Она взяла меня под руку, так же твердо и решительно, как и в первый раз и мы двинулись сквозь оживленную разноязыкую толпу к нашему отелю.

В холле было пусто, только дежурный портье в несвежей белой рубашке дремал за своей стойкой. Мы остановились у лифта, и Эстелла выпустила мою руку.

– У меня в номере есть бутылка отличного вина, – вдруг сказала она, не отрываясь глядя на меня своими темными глазами.

– Вы приглашаете меня к себе? – спросил я, не очень уверенный в том, что правильно оценил ее слова. Мне совсем бы не хотелось торопить события. Эстелла уже показала себя достаточно своенравной женщиной, и мне не хотелось слишком далеко забегать вперед…

– Да, – все так же серьезно, не улыбаясь, проговорила Эстелла. – Надо признать, вы очень сообразительны. Как это вы так быстро меня поняли?

Ее лицо было совсем близко от моего. Я мог поцеловать ее прямо сейчас, и я понимал, что она не оттолкнет меня…

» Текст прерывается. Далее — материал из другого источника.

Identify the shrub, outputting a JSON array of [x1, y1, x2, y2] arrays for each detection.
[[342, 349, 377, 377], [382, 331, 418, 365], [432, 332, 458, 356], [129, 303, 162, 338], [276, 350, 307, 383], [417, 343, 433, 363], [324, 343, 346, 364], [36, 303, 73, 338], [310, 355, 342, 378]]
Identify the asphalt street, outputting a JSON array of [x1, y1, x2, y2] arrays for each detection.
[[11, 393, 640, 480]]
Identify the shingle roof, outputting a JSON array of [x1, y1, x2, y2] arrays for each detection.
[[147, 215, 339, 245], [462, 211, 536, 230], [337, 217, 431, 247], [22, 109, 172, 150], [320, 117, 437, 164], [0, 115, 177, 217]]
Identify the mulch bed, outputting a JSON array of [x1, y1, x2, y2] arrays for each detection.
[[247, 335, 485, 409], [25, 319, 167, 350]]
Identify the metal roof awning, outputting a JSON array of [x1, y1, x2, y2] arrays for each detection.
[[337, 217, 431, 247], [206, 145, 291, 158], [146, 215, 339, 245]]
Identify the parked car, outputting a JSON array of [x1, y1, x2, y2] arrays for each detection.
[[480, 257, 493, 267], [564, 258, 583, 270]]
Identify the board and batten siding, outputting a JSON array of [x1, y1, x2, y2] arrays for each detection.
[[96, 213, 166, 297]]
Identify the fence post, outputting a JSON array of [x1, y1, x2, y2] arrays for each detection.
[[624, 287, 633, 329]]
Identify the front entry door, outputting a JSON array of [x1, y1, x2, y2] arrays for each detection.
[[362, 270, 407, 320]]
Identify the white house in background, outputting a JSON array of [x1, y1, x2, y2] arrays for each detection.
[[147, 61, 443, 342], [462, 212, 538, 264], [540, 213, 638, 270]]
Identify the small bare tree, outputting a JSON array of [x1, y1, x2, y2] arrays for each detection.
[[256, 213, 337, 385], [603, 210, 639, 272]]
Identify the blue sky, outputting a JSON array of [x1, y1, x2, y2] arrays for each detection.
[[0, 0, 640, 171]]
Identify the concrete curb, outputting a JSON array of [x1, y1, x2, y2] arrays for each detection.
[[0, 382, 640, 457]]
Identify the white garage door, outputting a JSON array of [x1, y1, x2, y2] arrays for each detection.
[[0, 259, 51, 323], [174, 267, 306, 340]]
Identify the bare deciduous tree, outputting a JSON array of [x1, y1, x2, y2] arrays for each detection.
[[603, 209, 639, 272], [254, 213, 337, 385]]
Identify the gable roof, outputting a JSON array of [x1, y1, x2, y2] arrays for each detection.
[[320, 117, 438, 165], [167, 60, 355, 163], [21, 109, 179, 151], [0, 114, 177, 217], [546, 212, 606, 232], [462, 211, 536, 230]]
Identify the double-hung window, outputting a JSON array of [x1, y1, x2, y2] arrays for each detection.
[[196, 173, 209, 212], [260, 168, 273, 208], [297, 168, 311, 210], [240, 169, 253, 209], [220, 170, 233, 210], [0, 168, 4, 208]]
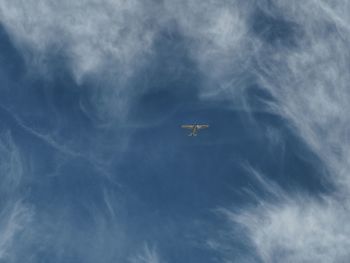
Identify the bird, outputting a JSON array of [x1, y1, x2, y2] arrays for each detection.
[[181, 124, 209, 136]]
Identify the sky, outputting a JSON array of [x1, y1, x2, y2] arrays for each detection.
[[0, 0, 350, 263]]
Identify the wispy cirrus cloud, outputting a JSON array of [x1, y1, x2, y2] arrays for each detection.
[[217, 1, 350, 262], [0, 132, 35, 262]]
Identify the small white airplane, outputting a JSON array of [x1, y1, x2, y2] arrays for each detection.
[[181, 124, 209, 136]]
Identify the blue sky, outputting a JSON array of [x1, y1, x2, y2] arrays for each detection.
[[0, 0, 350, 263]]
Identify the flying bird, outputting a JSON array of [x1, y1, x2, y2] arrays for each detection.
[[181, 124, 209, 136]]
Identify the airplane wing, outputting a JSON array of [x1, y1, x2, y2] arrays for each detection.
[[181, 125, 194, 130]]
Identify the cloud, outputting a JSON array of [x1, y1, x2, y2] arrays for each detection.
[[0, 0, 154, 80], [0, 132, 34, 262], [130, 244, 164, 263], [165, 0, 256, 99], [216, 1, 350, 262]]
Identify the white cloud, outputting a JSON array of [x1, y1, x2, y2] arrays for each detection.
[[0, 132, 34, 260], [130, 244, 164, 263], [219, 0, 350, 262], [0, 0, 154, 80], [165, 0, 257, 99]]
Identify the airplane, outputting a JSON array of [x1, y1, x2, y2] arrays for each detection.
[[181, 124, 209, 136]]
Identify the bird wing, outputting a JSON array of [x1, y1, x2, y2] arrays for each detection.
[[181, 125, 194, 130]]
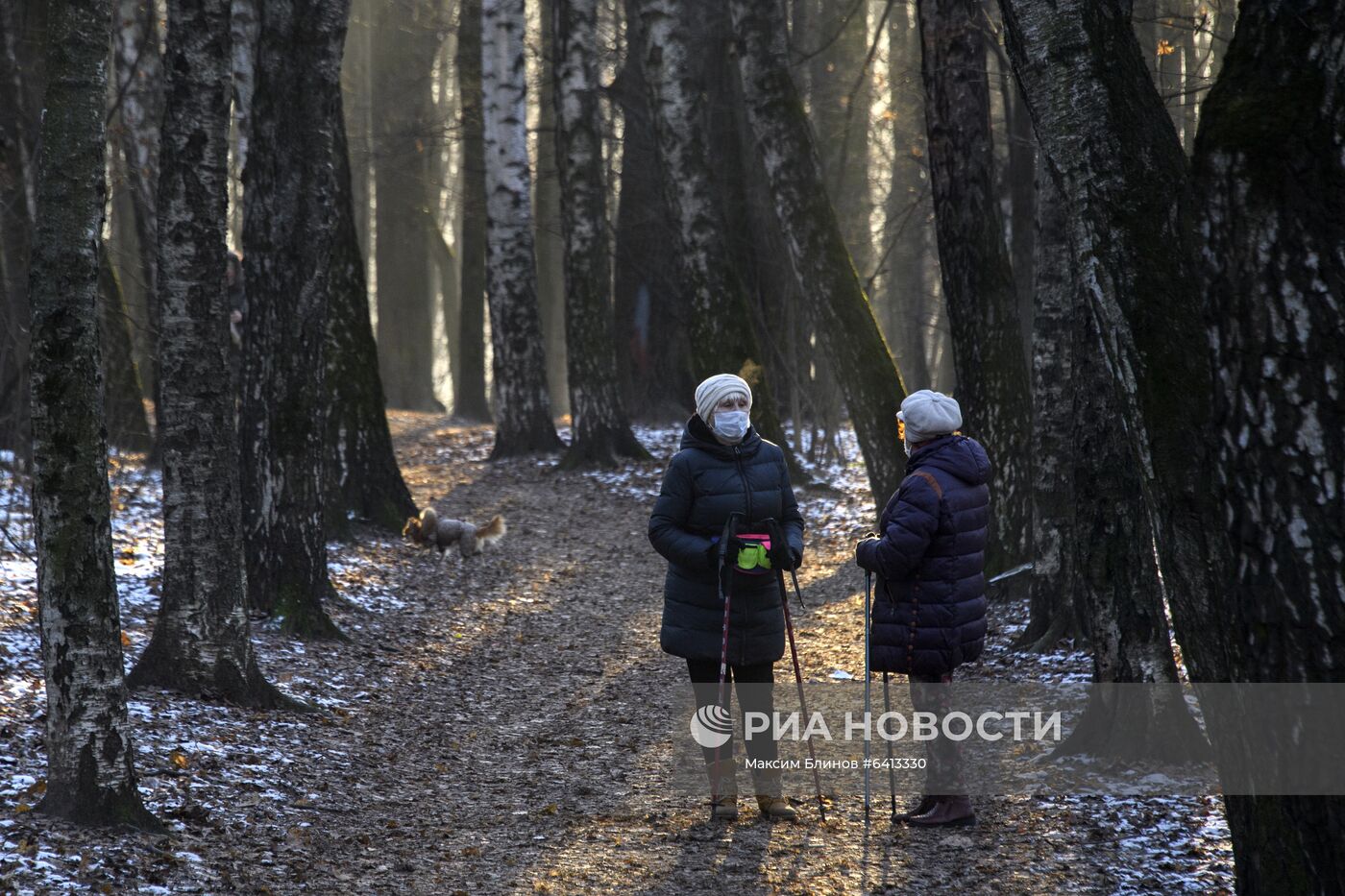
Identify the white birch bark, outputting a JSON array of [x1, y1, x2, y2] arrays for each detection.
[[481, 0, 561, 457], [28, 0, 156, 826], [129, 0, 281, 706], [552, 0, 646, 466]]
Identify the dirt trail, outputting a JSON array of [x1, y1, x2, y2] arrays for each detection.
[[0, 414, 1232, 896]]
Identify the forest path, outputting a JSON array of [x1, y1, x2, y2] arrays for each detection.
[[0, 413, 1232, 896], [249, 414, 1178, 895]]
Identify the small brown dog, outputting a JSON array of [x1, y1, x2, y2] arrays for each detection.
[[403, 507, 504, 558]]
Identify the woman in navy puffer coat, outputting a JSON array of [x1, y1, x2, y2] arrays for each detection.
[[855, 389, 990, 826], [649, 374, 803, 819]]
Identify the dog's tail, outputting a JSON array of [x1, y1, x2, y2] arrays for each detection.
[[477, 514, 507, 545]]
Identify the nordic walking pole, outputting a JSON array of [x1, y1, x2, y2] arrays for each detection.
[[710, 513, 739, 819], [766, 520, 827, 823], [882, 672, 897, 818], [864, 569, 873, 823]]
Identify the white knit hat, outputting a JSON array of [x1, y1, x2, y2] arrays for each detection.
[[897, 389, 962, 446], [696, 374, 752, 423]]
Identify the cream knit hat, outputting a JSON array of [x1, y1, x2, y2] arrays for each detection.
[[696, 374, 752, 424]]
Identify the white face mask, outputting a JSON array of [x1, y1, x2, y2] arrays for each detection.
[[714, 410, 750, 441]]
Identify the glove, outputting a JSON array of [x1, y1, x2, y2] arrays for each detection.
[[854, 533, 878, 569], [705, 536, 744, 569]]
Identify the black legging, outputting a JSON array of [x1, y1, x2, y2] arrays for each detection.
[[686, 659, 780, 774]]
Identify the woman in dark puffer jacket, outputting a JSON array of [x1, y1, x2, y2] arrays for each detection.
[[855, 389, 990, 826], [649, 374, 803, 819]]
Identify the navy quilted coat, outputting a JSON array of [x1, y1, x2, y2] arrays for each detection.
[[649, 416, 803, 665], [855, 436, 990, 675]]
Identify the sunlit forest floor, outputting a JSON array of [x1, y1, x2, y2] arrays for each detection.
[[0, 414, 1232, 895]]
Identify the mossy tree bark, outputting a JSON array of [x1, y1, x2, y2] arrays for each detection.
[[128, 0, 285, 706], [28, 0, 158, 828], [1002, 0, 1345, 893], [730, 0, 905, 503], [918, 0, 1032, 570], [323, 109, 416, 537], [544, 0, 648, 467], [239, 0, 349, 637], [481, 0, 564, 457], [453, 0, 491, 421]]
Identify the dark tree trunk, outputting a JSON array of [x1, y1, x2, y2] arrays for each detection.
[[801, 0, 873, 282], [239, 0, 349, 637], [880, 1, 929, 389], [111, 0, 164, 438], [28, 0, 158, 828], [1018, 160, 1083, 652], [481, 0, 562, 457], [633, 0, 795, 464], [323, 109, 416, 537], [1059, 240, 1208, 763], [98, 246, 154, 450], [1194, 0, 1345, 893], [128, 0, 288, 706], [730, 0, 905, 503], [920, 0, 1032, 569], [544, 0, 648, 467], [453, 0, 491, 421], [0, 0, 47, 460], [1002, 0, 1345, 893], [612, 0, 696, 420], [373, 0, 444, 412]]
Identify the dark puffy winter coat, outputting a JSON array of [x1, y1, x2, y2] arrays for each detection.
[[855, 436, 990, 675], [649, 416, 803, 665]]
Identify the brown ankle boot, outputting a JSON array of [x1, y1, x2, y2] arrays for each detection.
[[892, 796, 939, 822], [907, 796, 976, 828], [710, 774, 739, 821]]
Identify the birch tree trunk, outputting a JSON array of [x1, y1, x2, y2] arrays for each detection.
[[1193, 0, 1345, 893], [532, 0, 575, 414], [611, 0, 696, 420], [28, 0, 158, 828], [918, 0, 1032, 569], [880, 0, 932, 389], [239, 0, 349, 637], [730, 0, 905, 503], [128, 0, 288, 706], [453, 0, 491, 421], [1002, 0, 1345, 893], [0, 0, 47, 460], [323, 99, 416, 537], [111, 0, 164, 407], [98, 245, 154, 450], [632, 0, 803, 468], [544, 0, 648, 467], [373, 0, 447, 412], [481, 0, 562, 457], [229, 0, 258, 246], [807, 0, 873, 281]]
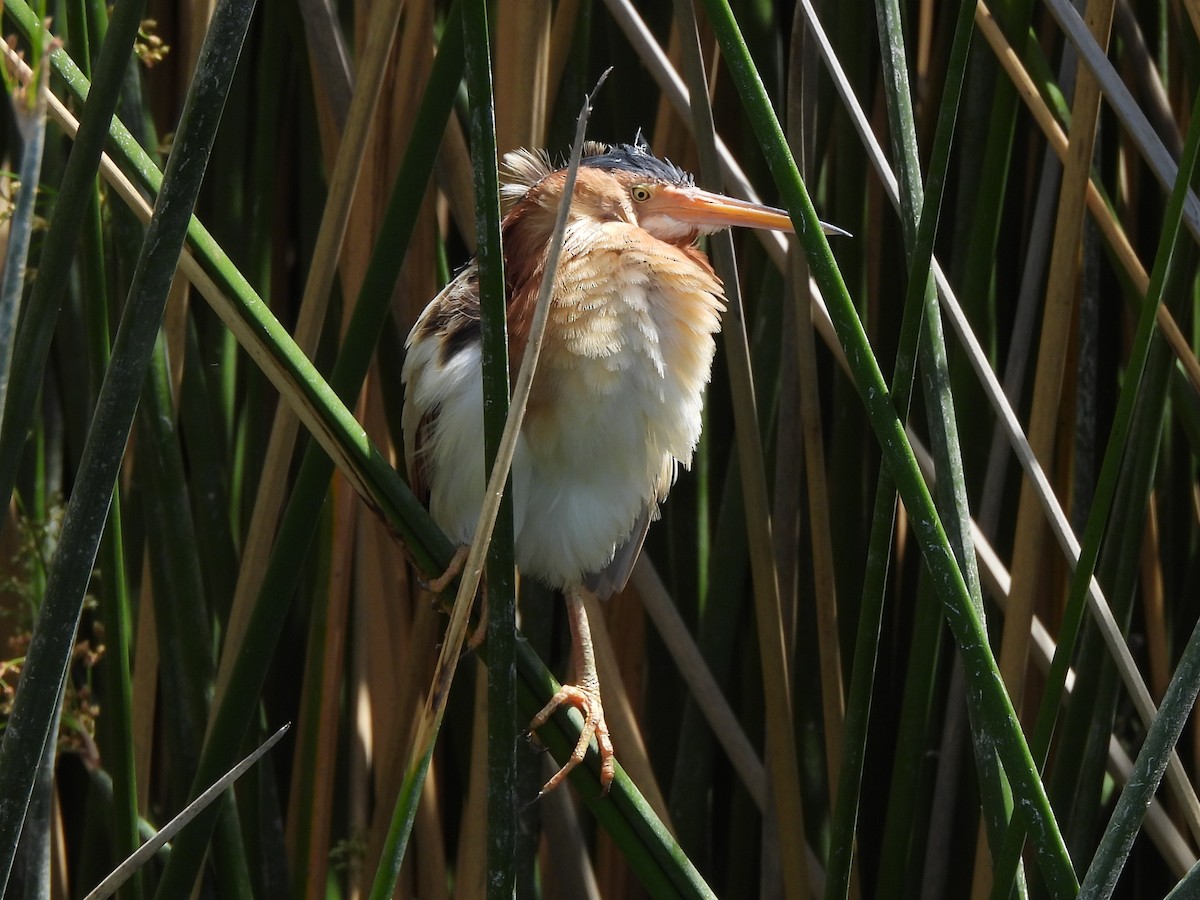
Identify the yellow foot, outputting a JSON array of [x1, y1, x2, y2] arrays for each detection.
[[529, 684, 617, 793], [428, 546, 470, 594]]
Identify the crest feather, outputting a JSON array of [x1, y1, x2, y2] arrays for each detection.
[[500, 148, 554, 204]]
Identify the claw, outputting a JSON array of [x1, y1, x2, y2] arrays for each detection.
[[529, 684, 617, 794], [428, 546, 470, 594]]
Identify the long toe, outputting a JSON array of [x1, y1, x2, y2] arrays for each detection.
[[529, 684, 616, 793]]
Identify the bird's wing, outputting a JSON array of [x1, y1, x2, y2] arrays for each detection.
[[401, 265, 479, 504], [587, 500, 659, 600]]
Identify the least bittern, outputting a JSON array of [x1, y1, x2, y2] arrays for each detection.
[[403, 144, 841, 791]]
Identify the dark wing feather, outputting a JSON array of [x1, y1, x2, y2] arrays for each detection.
[[586, 500, 659, 600]]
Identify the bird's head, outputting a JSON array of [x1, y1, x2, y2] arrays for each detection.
[[504, 143, 844, 246]]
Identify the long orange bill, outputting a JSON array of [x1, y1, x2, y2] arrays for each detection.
[[658, 187, 850, 238]]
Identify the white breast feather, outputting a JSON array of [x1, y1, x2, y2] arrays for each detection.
[[404, 224, 724, 587]]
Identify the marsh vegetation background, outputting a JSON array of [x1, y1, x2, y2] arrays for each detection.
[[0, 0, 1200, 899]]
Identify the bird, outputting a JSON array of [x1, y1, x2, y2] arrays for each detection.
[[402, 136, 845, 793]]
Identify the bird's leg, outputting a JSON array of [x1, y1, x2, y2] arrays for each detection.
[[430, 545, 470, 594], [428, 545, 487, 650], [529, 584, 616, 793]]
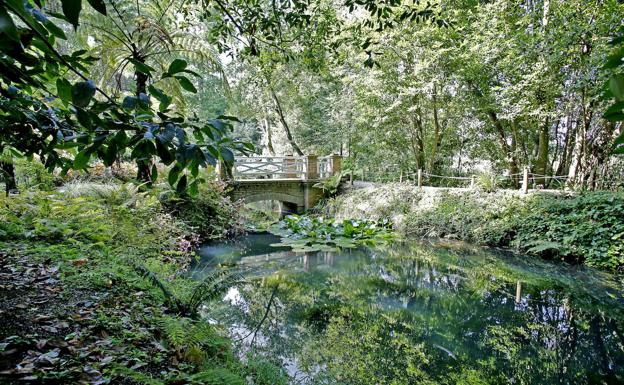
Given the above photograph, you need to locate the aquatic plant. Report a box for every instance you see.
[269,215,394,252]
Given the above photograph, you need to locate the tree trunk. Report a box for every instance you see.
[429,82,442,172]
[535,118,550,187]
[269,85,303,156]
[487,110,518,175]
[264,113,275,156]
[0,160,17,196]
[134,60,154,186]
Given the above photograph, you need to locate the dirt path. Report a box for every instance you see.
[0,252,176,384]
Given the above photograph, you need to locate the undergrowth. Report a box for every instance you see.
[0,183,284,384]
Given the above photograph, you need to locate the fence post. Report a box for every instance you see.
[522,167,529,194]
[329,154,342,176]
[283,154,297,179]
[215,160,235,181]
[303,155,319,180]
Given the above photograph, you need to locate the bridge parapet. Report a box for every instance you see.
[218,155,341,181]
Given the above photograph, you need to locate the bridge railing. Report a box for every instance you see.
[232,156,306,179]
[218,155,341,180]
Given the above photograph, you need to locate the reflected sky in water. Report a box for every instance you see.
[192,234,624,384]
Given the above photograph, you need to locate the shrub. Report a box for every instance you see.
[159,181,244,239]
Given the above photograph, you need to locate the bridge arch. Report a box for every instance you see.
[241,192,305,206]
[228,179,323,214]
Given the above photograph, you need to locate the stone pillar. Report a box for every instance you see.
[215,160,232,181]
[303,155,318,180]
[522,167,529,194]
[283,155,297,179]
[280,202,305,218]
[329,154,342,175]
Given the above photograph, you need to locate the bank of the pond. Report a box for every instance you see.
[324,183,624,269]
[0,183,281,384]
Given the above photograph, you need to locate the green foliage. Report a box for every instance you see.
[0,181,258,384]
[314,172,343,198]
[14,158,57,191]
[513,193,624,269]
[269,215,393,252]
[406,192,624,269]
[475,174,498,192]
[159,179,244,240]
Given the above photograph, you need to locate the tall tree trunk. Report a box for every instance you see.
[411,106,426,169]
[134,61,154,186]
[555,113,575,175]
[264,111,275,156]
[269,85,303,156]
[0,160,17,196]
[429,82,442,172]
[535,118,550,187]
[487,109,518,175]
[568,90,594,186]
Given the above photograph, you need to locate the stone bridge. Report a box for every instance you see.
[218,155,341,215]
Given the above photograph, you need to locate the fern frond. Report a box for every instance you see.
[186,269,243,313]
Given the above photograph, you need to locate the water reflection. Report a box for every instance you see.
[193,235,624,384]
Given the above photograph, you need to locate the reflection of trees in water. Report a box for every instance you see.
[207,240,624,384]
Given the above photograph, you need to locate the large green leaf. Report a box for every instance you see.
[71,80,95,107]
[56,78,72,103]
[128,59,156,75]
[175,76,197,93]
[61,0,82,29]
[609,75,624,100]
[87,0,106,15]
[167,59,188,76]
[73,147,91,170]
[176,175,187,194]
[0,6,19,41]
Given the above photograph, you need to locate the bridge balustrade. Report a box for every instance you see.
[218,155,341,180]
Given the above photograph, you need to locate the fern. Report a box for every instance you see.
[189,368,245,385]
[133,263,243,319]
[158,317,229,365]
[186,269,243,313]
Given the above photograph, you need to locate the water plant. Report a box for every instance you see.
[269,215,394,252]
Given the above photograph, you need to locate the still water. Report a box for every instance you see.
[192,234,624,385]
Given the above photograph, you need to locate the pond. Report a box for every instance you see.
[192,234,624,384]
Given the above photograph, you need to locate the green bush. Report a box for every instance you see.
[404,192,624,269]
[14,158,55,191]
[159,182,244,240]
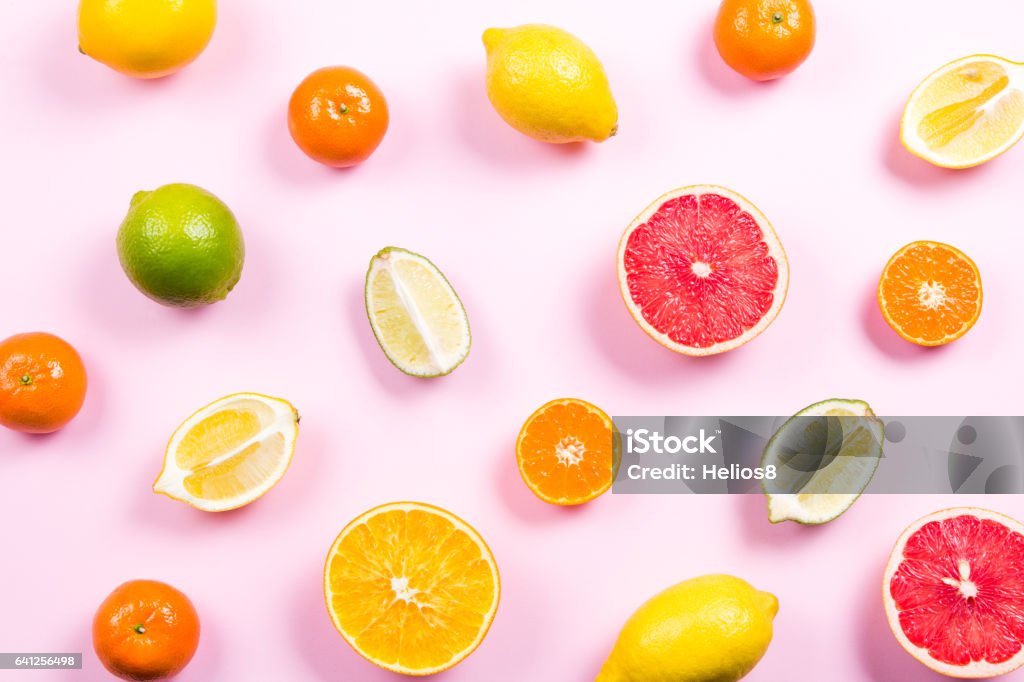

Портье за стойкой проснулся и внимательно смотрел на нас.

– Должна же я внимательнее рассмотреть ваши удивительные голубые глаза, – сказала Эстелла и крепко взяла меня за локоть. Держа меня так она потащила меня к лифту. Я шел за ней, думая, что все это похоже на сон.

Ведь я не записной соблазнитель скучающих дам. Есть такие мастера и любители – они могут затащить в постель любую женщину спустя час после знакомства. Но я вовсе не принадлежу к таковым. И не только потому, что не умею этого делать, но и потому, что не считаю это нужным…

И с Эстеллой я совсем не ожидал такого стремительного развития событий. Все же отказываться было бы глупо, ведь я именно к этому стремился в конечном итоге… Было немного не по себе, оттого, что инициатива перешла к женщине, вот и все…

Номер Эстеллы был больше моего и гораздо комфортабельнее.

– Мы выйдем на балкон? – спросил я, потому что уже стал привыкать к здешней привычке проводить все время на балконе.

– Нет, – ответила Эстелла. – На балконе мы будем слишком хорошо видны. Я сейчас включу кондиционер, и мы останемся здесь, в комнате.

Она достала бутылку вина, и я открыл ее. Ничего подобного мне не приходилось пить никогда. Это было восхитительно.

– Вам нравится? – спросила Эстелла, сидя напротив меня и изредка погружая свои губы в вино.

– Да, это прекрасно, – ответил я, разглядывая ее в который раз. И в который раз я восхищался ее фигурой, ее манерой держаться, посадкой головы, всем, всем… Какая женщина!

– По-моему, я вам нравлюсь, – вдруг сказала Эстелла, усмехаясь одними глазами. – Вы так смотрите на меня…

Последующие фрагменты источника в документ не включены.